Sicherer Sport für alle

Innsbruck startet Initiative gegen Gewalt und Belästigung in Vereinen

Bürgermeister Johannes Anzengruber und Amtsleiter Tassilo Kaiser mit den Informationsmaterialien zum Thema "Safe Sport". Ab Herbst werden zusätzlich praxisnahe Sensibilisierungsworkshops für Innsbrucker Sportvereine angeboten. © Stadt Innsbruck/D. Erhard
Sport steht für Gesundheit, Gemeinschaft und fairen Wettkampf. Die Stadt Innsbruck setzt jetzt einen Schwerpunkt für „sichere Sportstätten“: Mit einer flächendeckenden Informationskampagne unterstützt die Landeshauptstadt ihre rund 300 Sportvereine aktiv beim Schutz vor Grenzverletzungen, Belästigung und Gewalt.
Was beim 4. Sportdialog im vergangenen April, geht nun in die konkrete Umsetzung: Die Landeshauptstadt greift das Thema "Safe Sport" aktiv auf und rollt ein umfassendes Maßnahmenpaket für die Innsbrucker Sportvereine aus.
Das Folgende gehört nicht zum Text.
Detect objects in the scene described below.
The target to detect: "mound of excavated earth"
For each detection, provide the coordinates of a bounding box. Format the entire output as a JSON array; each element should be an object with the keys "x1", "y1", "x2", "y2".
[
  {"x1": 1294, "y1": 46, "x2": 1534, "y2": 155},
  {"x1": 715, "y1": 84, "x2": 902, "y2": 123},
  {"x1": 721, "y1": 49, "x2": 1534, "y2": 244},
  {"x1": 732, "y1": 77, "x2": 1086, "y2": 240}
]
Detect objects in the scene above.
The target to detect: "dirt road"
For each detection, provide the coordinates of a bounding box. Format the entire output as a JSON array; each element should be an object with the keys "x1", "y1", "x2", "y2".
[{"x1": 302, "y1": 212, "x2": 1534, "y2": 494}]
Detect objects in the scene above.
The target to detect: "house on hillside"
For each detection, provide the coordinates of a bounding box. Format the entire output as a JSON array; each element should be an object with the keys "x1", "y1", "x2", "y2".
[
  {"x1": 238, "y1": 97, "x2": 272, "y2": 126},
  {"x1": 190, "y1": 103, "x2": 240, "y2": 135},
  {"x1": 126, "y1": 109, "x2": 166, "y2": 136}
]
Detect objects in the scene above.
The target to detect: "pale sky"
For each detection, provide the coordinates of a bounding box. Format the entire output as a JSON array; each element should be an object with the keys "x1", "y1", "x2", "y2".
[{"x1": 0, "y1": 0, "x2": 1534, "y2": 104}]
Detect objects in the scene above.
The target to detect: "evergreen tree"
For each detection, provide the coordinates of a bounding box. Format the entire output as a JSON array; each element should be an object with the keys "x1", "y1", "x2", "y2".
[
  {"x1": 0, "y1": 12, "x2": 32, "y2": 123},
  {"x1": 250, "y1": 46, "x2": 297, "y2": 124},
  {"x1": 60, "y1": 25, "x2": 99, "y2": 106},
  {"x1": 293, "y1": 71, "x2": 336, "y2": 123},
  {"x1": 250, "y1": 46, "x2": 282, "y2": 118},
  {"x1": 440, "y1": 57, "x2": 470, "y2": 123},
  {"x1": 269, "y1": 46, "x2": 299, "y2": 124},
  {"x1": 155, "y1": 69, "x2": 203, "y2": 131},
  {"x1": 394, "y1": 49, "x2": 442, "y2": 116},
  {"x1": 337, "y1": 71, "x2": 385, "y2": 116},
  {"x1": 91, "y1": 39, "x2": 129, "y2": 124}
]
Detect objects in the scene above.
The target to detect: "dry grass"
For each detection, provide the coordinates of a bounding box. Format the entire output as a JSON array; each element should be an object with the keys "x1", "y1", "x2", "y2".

„Wer Sport treibt – egal ob Kind, Jugendlicher oder Erwachsener –, muss sich im Verein absolut sicher und aufgehoben fühlen“, unterstreicht Bürgermeister Johannes Anzengruber. Der Sportreferent weiter: „Als Fördergeber erwarten wir von allen Sportvereinen, dass sie Verantwortung für ein geschütztes Umfeld übernehmen. Mit den Plakaten und Workshops schaffen wir Bewusstsein und stärken eine Kultur des Hinsehens. Grenzverletzungen und Gewalt haben im Innsbrucker Sport keinen Platz.“

Aus diesem Grund werden in den kommenden Tagen alle Innsbrucker Sportvereine von Bürgermeister Johannes Anzengruber angeschrieben und aufgerufen, Informationsplakate im Sportamt der Stadt Innsbruck abzuholen oder anzufordern. Diese sollen gut sichtbar in Sportstätten, Vereinsheimen und Garderoben angebracht werden. Ziel ist es, Sportler:innen, Trainer:innen, Eltern sowie Funktionär:innen für das Thema zu sensibilisieren und die kostenlose, vertrauliche Beratung der Vertrauensstelle „vera* - 100% Sport“ direkt vor Ort bekannt zu machen.

Kultur des Hinsehens
Viele Vereine gehen davon aus, dass Übergriffe bei ihnen nicht vorkommen. Die Initiative setzt genau hier an: Wirksame Prävention bedeutet, Risiken frühzeitig zu erkennen, offene Kommunikation zu fördern und Anlaufstellen sichtbar zu machen, bevor etwas passiert. Die Plakataktion ist dabei nur der erste Schritt. Ab Herbst bietet die Stadt Innsbruck kostenlose Sensibilisierungsworkshops für Funktionär:innen und Trainer:innen an. Zudem wird auf das Thema „Safe Sport“ künftig auch bei der Vergabe von städtischen Sportföderungen verwiesen.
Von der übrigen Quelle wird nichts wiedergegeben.